Yıllar sonra yolları kesişen eski arkadaşların, dostların dudaklarından dökülen ilk sözler gibi:

''Hiç değişmemişsin''

Yıllar önce neyse şimdi de odur.

Ne bir fazla, ne bir eksik.

Zaman hiç akıp gitmemiş gibi…

Ya da tam tersi bir şaşkınlık vardır:

''Sen O olamazsın''

Zaman böyle bir şey işte…

Uzun süreli ayrılıkların ardından gelen buluşmada, bir zamanlar zayıflıktan iğne iğliğe dönmüşler, etli butlu toraman görünümü ile

''Uzamaz, böyle kalır'' denilen ufak tefekler de basketbolcuları andıran boyları ile şaşkınlık yaratır.
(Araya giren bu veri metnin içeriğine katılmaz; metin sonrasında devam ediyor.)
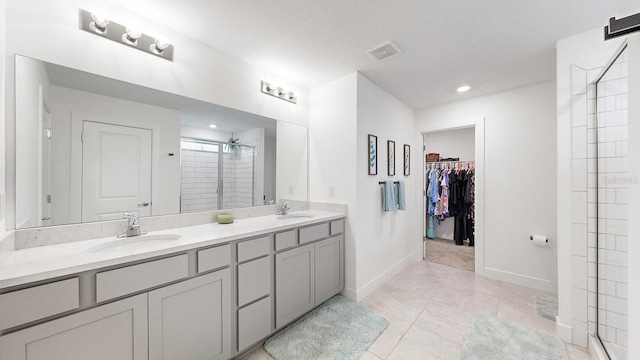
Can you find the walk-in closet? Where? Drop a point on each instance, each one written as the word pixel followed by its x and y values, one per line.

Kentler de bir bakıma böyledir.

Kimilerinin dünden farkı yoktur.

Bıraktığın günkü gibidir…

Ne bir fazla ne bir eksik.

Gözlerden ırak, terkedilmişçesine.

Kimileri ise değişir…

Sahip olduğu doğal güzellikleri, kültürel değerleriyle, kentsel gelişim adına yapılanlarla ''Sen o olamazsın'' dedirtecek hale gelir.

Örneğin Ankara…

Uzun ayrılıklardan sonra görenlere ''sen o olamazsın'' dedirtecek noktada.

Yılların akışı içinde çok değişti Ankara…

Gelişti, modernleşti, büyüdü, güzelleşti…

Kabuk değiştirdi…

Eksikleri yok mu?

Var elbet…

Var ama üstesinden gelinemeyecek şeyler değil.

Yeter ki azmin önüne takoz konulmasın…

Koca bir kent,

Hem de başkent

Siyasi hesaplar yüzünden, mağdur edilmesin.